- Date: December 31, 2003
- Season: 2003
- Stadium: Sun Bowl
- Location: El Paso, Texas
- Referee: Steve Shaw (SEC)
- Payout: US$1.45 million per team

United States TV coverage
- Network: CBS
- Announcers: Verne Lundquist, Todd Blackledge and Jill Arrington

= 2003 Sun Bowl =

American college football game

The 2003 Wells Fargo Sun Bowl featured the Oregon Ducks and the Minnesota Golden Gophers, a rematch of the 1999 Sun Bowl.

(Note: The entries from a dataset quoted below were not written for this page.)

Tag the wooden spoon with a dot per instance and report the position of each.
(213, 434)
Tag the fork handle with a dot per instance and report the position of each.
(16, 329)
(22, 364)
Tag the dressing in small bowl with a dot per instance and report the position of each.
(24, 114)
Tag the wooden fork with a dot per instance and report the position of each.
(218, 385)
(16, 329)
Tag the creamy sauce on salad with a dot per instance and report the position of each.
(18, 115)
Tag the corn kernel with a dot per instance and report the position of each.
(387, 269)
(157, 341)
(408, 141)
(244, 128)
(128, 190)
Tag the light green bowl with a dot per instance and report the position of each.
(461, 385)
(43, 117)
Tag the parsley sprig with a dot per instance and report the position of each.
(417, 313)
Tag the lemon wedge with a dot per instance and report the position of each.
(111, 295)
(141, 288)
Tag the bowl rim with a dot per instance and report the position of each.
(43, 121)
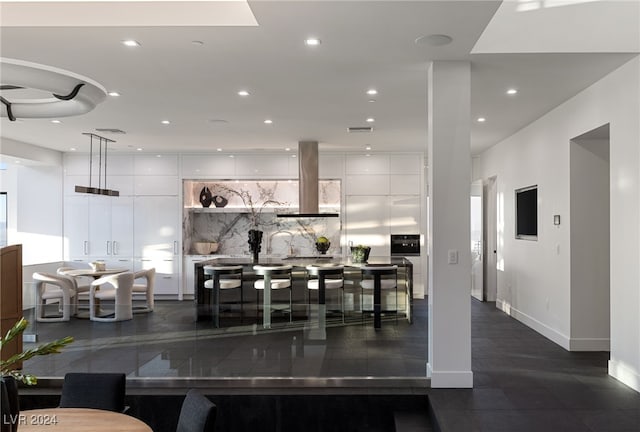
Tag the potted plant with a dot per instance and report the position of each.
(360, 253)
(10, 372)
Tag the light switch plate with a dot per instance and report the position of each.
(452, 257)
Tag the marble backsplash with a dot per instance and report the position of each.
(229, 226)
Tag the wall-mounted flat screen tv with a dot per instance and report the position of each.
(527, 213)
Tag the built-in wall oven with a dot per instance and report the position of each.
(405, 244)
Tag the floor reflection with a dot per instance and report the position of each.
(168, 343)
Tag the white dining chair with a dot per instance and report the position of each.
(116, 288)
(58, 289)
(143, 289)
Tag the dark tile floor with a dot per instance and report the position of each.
(524, 382)
(168, 343)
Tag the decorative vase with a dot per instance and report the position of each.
(220, 201)
(323, 247)
(255, 239)
(10, 404)
(360, 254)
(205, 197)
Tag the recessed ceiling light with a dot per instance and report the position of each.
(130, 42)
(434, 40)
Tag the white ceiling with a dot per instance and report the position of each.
(317, 93)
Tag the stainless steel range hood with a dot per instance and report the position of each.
(308, 182)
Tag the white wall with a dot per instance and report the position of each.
(534, 277)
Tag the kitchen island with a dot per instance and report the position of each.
(204, 309)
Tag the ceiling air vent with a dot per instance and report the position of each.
(110, 130)
(355, 129)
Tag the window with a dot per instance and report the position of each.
(527, 213)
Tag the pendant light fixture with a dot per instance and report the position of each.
(97, 190)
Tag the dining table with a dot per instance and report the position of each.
(95, 274)
(78, 420)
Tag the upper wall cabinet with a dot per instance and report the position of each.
(330, 166)
(156, 165)
(199, 166)
(361, 164)
(405, 164)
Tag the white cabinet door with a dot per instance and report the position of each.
(121, 227)
(76, 227)
(156, 226)
(367, 223)
(99, 226)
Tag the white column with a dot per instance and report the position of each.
(449, 162)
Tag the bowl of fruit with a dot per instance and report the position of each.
(322, 244)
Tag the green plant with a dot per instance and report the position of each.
(7, 367)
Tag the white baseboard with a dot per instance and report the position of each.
(536, 325)
(624, 374)
(590, 344)
(450, 379)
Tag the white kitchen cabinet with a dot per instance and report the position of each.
(156, 226)
(98, 227)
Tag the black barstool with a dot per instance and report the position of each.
(377, 278)
(326, 277)
(223, 278)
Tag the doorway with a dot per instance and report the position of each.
(590, 240)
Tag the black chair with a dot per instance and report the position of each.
(198, 414)
(94, 390)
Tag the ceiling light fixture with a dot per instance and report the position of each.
(71, 94)
(99, 190)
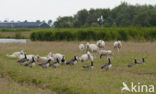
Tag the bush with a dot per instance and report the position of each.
(88, 34)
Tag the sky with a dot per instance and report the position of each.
(32, 10)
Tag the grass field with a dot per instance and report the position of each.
(75, 79)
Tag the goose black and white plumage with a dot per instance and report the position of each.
(46, 64)
(55, 64)
(72, 61)
(142, 62)
(135, 63)
(23, 60)
(31, 63)
(89, 66)
(107, 66)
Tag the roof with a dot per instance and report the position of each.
(23, 25)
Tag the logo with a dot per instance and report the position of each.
(137, 88)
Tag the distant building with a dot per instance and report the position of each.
(24, 25)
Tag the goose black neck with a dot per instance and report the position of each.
(25, 56)
(33, 59)
(109, 62)
(135, 61)
(92, 64)
(143, 60)
(49, 60)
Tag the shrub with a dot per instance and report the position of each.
(88, 34)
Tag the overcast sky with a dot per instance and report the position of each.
(33, 10)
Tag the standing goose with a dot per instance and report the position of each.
(143, 61)
(72, 61)
(46, 64)
(31, 64)
(55, 64)
(89, 66)
(107, 66)
(135, 63)
(23, 60)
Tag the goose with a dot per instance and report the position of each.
(135, 63)
(23, 60)
(89, 66)
(46, 64)
(143, 61)
(55, 64)
(108, 65)
(72, 61)
(31, 64)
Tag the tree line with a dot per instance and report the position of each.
(124, 15)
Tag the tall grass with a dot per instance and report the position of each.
(108, 34)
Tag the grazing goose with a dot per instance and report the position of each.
(135, 63)
(31, 63)
(143, 61)
(107, 66)
(73, 61)
(89, 66)
(23, 60)
(46, 64)
(55, 64)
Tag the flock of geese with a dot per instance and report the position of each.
(59, 58)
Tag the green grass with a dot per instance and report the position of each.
(75, 79)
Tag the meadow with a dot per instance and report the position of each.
(74, 79)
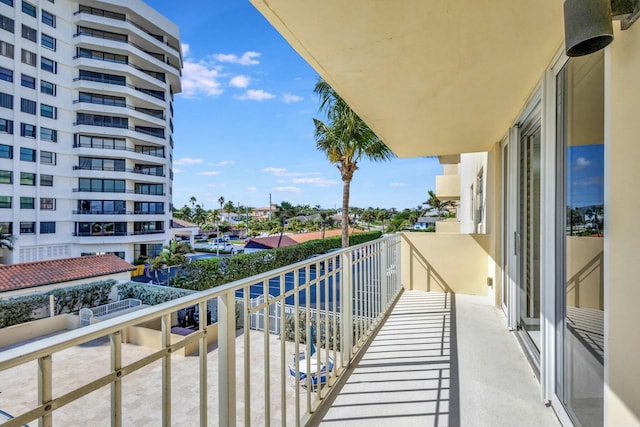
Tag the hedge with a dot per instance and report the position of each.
(208, 273)
(14, 311)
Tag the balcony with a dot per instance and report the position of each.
(401, 356)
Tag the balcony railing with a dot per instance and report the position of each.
(254, 384)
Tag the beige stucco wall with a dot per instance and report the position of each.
(622, 233)
(445, 262)
(37, 328)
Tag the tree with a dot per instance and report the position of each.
(435, 204)
(345, 139)
(284, 211)
(6, 240)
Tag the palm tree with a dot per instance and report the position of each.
(284, 211)
(345, 140)
(435, 204)
(6, 240)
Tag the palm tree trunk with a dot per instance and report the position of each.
(346, 188)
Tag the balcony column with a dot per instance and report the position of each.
(227, 359)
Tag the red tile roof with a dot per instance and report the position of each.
(38, 273)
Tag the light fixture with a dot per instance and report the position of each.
(587, 23)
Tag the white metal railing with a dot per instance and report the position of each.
(250, 377)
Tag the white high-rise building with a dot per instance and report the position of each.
(86, 125)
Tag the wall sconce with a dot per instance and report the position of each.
(587, 23)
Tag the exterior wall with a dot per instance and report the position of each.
(119, 277)
(445, 262)
(67, 240)
(37, 328)
(470, 166)
(622, 235)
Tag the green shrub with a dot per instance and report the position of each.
(149, 294)
(208, 273)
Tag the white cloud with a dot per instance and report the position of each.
(289, 98)
(273, 170)
(255, 95)
(200, 78)
(240, 81)
(187, 161)
(247, 58)
(185, 49)
(287, 190)
(320, 182)
(224, 163)
(581, 162)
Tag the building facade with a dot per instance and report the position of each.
(86, 127)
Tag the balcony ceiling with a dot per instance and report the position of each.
(429, 77)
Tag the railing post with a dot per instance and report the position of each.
(45, 389)
(227, 360)
(346, 308)
(384, 276)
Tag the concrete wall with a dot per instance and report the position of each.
(455, 263)
(622, 241)
(37, 328)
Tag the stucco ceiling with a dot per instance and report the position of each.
(429, 77)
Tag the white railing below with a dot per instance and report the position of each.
(249, 380)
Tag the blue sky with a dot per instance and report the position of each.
(243, 123)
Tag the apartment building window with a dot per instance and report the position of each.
(6, 126)
(100, 142)
(148, 208)
(48, 41)
(102, 34)
(100, 207)
(6, 49)
(7, 24)
(6, 100)
(6, 177)
(102, 185)
(47, 64)
(100, 120)
(28, 81)
(91, 163)
(29, 9)
(6, 75)
(48, 227)
(48, 111)
(27, 228)
(47, 158)
(47, 134)
(27, 106)
(93, 98)
(27, 203)
(47, 204)
(29, 58)
(27, 178)
(152, 189)
(6, 151)
(103, 78)
(27, 130)
(46, 180)
(29, 33)
(48, 19)
(27, 154)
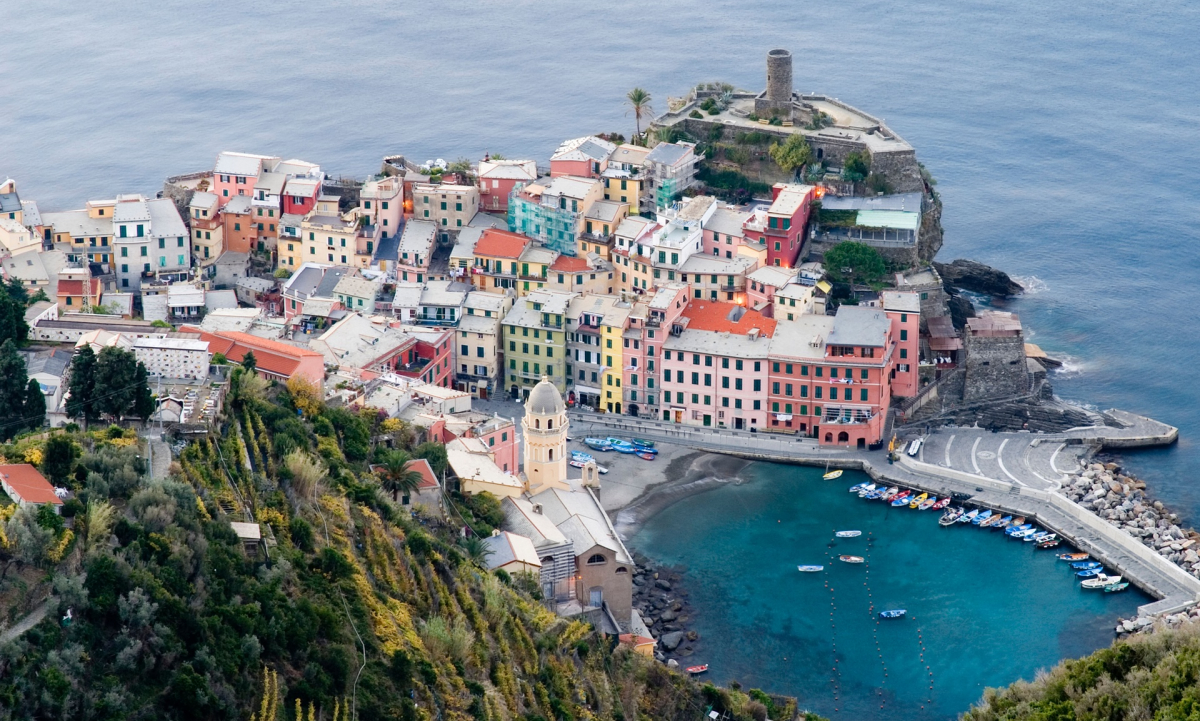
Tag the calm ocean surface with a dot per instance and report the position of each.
(983, 610)
(1065, 138)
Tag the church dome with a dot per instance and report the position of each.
(545, 400)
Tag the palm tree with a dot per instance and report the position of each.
(397, 476)
(639, 101)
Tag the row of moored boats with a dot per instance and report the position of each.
(1089, 571)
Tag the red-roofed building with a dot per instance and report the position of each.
(78, 294)
(498, 259)
(25, 486)
(273, 359)
(714, 367)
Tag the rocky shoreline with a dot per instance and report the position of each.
(1120, 498)
(661, 600)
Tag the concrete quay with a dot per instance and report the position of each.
(1017, 473)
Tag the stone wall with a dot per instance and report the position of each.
(995, 367)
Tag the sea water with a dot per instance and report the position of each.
(983, 610)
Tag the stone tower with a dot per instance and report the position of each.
(779, 76)
(544, 430)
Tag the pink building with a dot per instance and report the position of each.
(781, 226)
(582, 157)
(497, 180)
(649, 326)
(714, 368)
(237, 174)
(832, 378)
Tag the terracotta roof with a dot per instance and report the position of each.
(423, 467)
(501, 244)
(717, 317)
(24, 480)
(570, 264)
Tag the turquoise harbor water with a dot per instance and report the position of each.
(983, 610)
(1063, 137)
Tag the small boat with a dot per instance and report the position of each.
(1101, 581)
(949, 517)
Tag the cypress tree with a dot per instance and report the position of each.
(82, 401)
(34, 409)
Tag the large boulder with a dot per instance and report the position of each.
(977, 277)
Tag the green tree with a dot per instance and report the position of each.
(435, 452)
(82, 388)
(396, 476)
(856, 167)
(59, 457)
(639, 102)
(115, 382)
(12, 391)
(792, 154)
(855, 263)
(34, 408)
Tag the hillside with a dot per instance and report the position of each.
(1144, 677)
(358, 607)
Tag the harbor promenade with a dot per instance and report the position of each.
(1017, 473)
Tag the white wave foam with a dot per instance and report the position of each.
(1032, 284)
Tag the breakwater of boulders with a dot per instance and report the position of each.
(1121, 499)
(661, 600)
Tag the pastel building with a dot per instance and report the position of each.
(582, 157)
(780, 227)
(498, 178)
(714, 368)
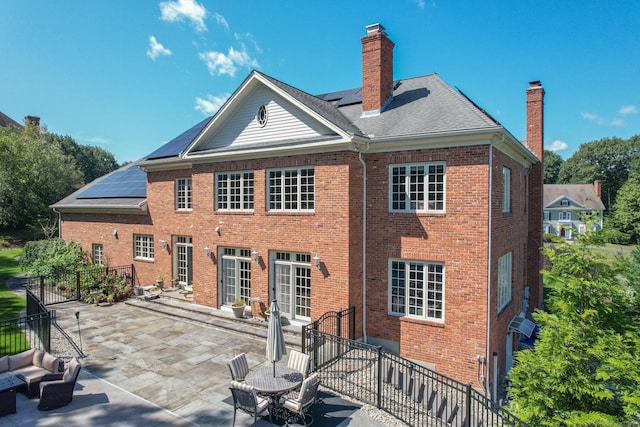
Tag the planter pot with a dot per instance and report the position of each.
(238, 311)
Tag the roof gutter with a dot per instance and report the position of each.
(364, 241)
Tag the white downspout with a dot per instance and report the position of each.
(364, 243)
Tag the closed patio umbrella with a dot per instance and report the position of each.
(276, 347)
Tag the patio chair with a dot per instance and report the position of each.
(239, 367)
(246, 399)
(299, 403)
(299, 361)
(55, 394)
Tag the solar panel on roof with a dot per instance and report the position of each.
(179, 143)
(129, 182)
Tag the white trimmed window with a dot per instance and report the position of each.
(418, 187)
(291, 190)
(234, 191)
(183, 194)
(506, 190)
(98, 253)
(416, 289)
(504, 280)
(143, 246)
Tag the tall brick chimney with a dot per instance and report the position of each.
(597, 187)
(535, 142)
(377, 70)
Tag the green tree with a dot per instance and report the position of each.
(92, 161)
(585, 369)
(608, 160)
(34, 174)
(552, 164)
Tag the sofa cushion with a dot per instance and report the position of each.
(37, 358)
(20, 360)
(51, 363)
(31, 373)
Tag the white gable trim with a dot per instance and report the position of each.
(246, 90)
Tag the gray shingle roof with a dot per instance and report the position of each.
(583, 194)
(423, 105)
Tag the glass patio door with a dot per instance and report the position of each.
(292, 280)
(183, 259)
(236, 275)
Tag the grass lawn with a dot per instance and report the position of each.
(10, 303)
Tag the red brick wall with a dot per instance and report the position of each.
(457, 238)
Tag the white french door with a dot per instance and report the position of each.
(236, 275)
(183, 259)
(292, 283)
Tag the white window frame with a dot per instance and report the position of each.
(184, 194)
(235, 191)
(506, 189)
(143, 246)
(564, 216)
(408, 293)
(426, 189)
(505, 269)
(97, 252)
(291, 190)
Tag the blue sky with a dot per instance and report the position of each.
(128, 76)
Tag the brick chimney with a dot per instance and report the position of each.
(32, 121)
(377, 70)
(535, 142)
(597, 187)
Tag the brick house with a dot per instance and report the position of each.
(572, 208)
(402, 198)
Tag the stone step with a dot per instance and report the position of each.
(185, 310)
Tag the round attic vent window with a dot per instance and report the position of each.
(261, 116)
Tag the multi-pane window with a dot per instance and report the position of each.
(234, 191)
(417, 187)
(292, 189)
(98, 254)
(416, 289)
(183, 193)
(143, 246)
(504, 280)
(506, 190)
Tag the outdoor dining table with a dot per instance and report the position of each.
(264, 382)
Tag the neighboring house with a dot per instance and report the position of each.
(402, 198)
(572, 208)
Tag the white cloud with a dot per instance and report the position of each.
(180, 10)
(156, 49)
(222, 21)
(218, 63)
(628, 109)
(557, 145)
(211, 104)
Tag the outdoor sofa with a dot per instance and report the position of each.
(32, 367)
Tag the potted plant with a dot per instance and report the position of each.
(160, 280)
(238, 308)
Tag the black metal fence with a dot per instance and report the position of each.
(31, 331)
(76, 285)
(409, 392)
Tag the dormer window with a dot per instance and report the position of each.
(262, 116)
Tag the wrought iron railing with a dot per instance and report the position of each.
(404, 389)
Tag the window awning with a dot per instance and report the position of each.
(522, 325)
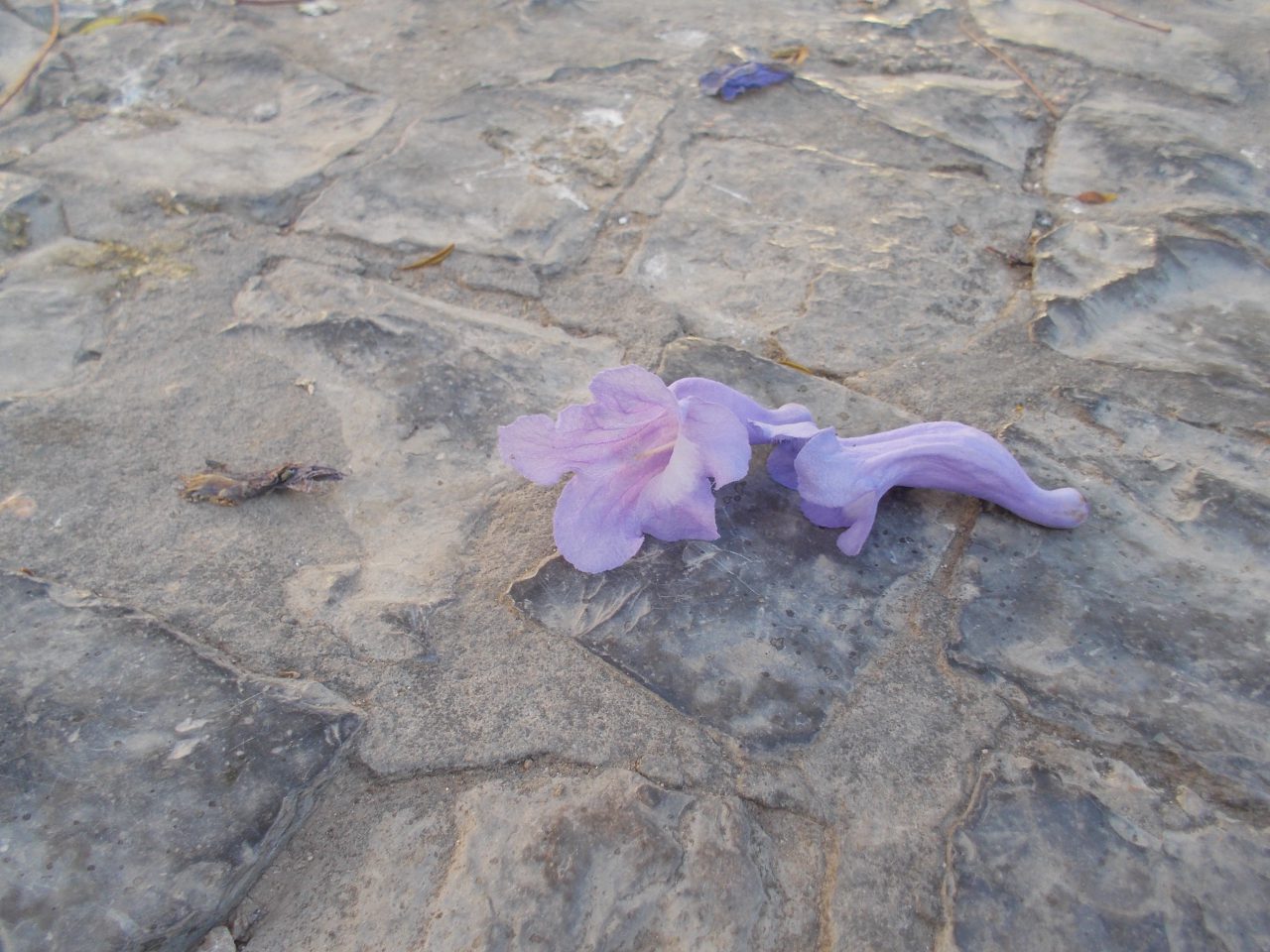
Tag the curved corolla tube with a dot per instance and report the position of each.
(841, 481)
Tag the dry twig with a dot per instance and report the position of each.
(40, 58)
(1109, 12)
(1015, 68)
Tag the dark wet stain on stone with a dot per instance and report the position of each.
(756, 634)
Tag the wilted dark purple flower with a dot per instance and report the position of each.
(731, 81)
(643, 457)
(841, 481)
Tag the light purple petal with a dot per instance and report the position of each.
(631, 390)
(634, 417)
(748, 412)
(529, 445)
(674, 511)
(595, 525)
(717, 439)
(780, 465)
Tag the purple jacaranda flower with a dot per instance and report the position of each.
(841, 481)
(645, 460)
(756, 416)
(731, 81)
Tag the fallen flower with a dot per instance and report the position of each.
(753, 414)
(644, 456)
(731, 81)
(841, 481)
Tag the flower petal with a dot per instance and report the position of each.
(754, 416)
(529, 445)
(595, 525)
(630, 390)
(719, 439)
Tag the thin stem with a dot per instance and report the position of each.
(1014, 67)
(1109, 12)
(40, 58)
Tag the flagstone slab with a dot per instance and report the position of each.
(1185, 55)
(517, 173)
(612, 861)
(1146, 626)
(146, 783)
(234, 122)
(1095, 857)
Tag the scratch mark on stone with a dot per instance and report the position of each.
(945, 939)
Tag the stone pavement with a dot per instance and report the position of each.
(385, 717)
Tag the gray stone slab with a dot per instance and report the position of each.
(19, 42)
(994, 119)
(30, 213)
(234, 122)
(1144, 627)
(612, 862)
(1061, 858)
(1199, 308)
(521, 173)
(763, 631)
(145, 784)
(1159, 158)
(55, 311)
(748, 254)
(425, 385)
(1187, 56)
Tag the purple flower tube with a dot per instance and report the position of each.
(841, 481)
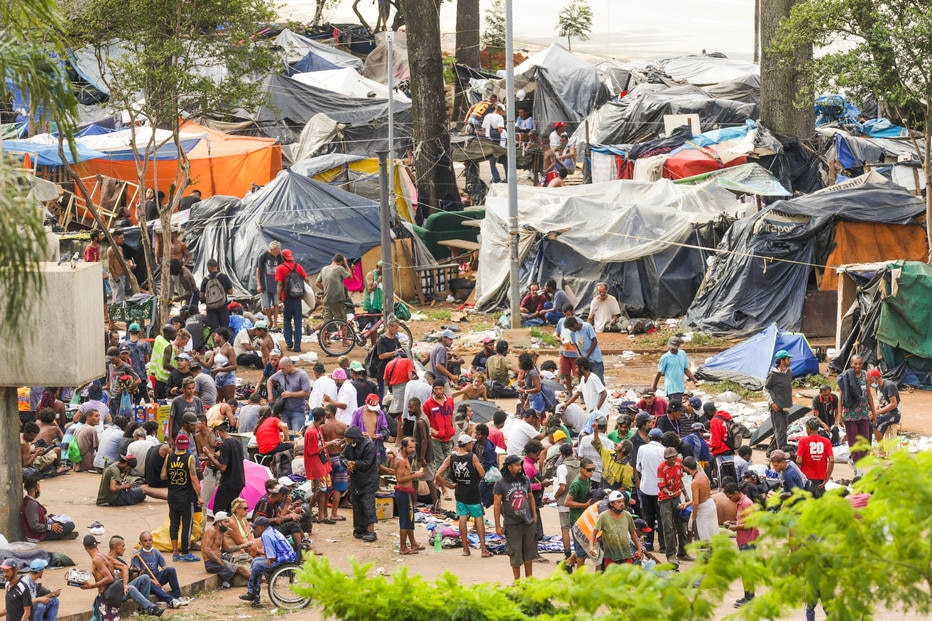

After a scoreless first quarter, Oregon quarterback Kellen Clemens passed to wide receiver Dante Rosario for a 19-yard touchdown pass, giving Oregon an early 7–0 lead. Minnesota used its power running game to answer back, as they pounded the ball down the field, and capped off the drive with a 1-yard run by fullback Thomas Tapeh, knotting the game at 7–7. Samie Parker, who had a monster game with over 200 yards receiving, caught an 18-yarder from Clemens, putting Oregon up 14–7.

Minnesota continued to use its running game, and Tapeh rushed for his second 1-yarder of the game, again tying the game at 14. Jared Siegel's 30-yard field goal before halftime gave the Ducks a 17–14 half-time lead. In the third quarter Tapeh recorded his third rushing touchdown of the game, with a 6-yarder, giving Minnesota its first lead at 21–17.

Oregon responded by Samie Parker catching his second touchdown reception of the game, a 40-yarder from Clemens, his third touchdown pass of the game, and Oregon reclaimed the lead 24–21. Lawrence Maroney rushed for a 22-yard touchdown later in the quarter giving Minnesota a 28–24 lead.

In the fourth quarter, Jared Siegel connected on a 32-yard field goal to pull Oregon to within 28–27. His last field goal, a 47-yarder with less than 5 minutes left in the game, gave Oregon a 30–28 lead. Minnesota's kicker, Rhys Lloyd, kicked a 42-yard field goal with 23 seconds left, giving Minnesota a 31–30 win.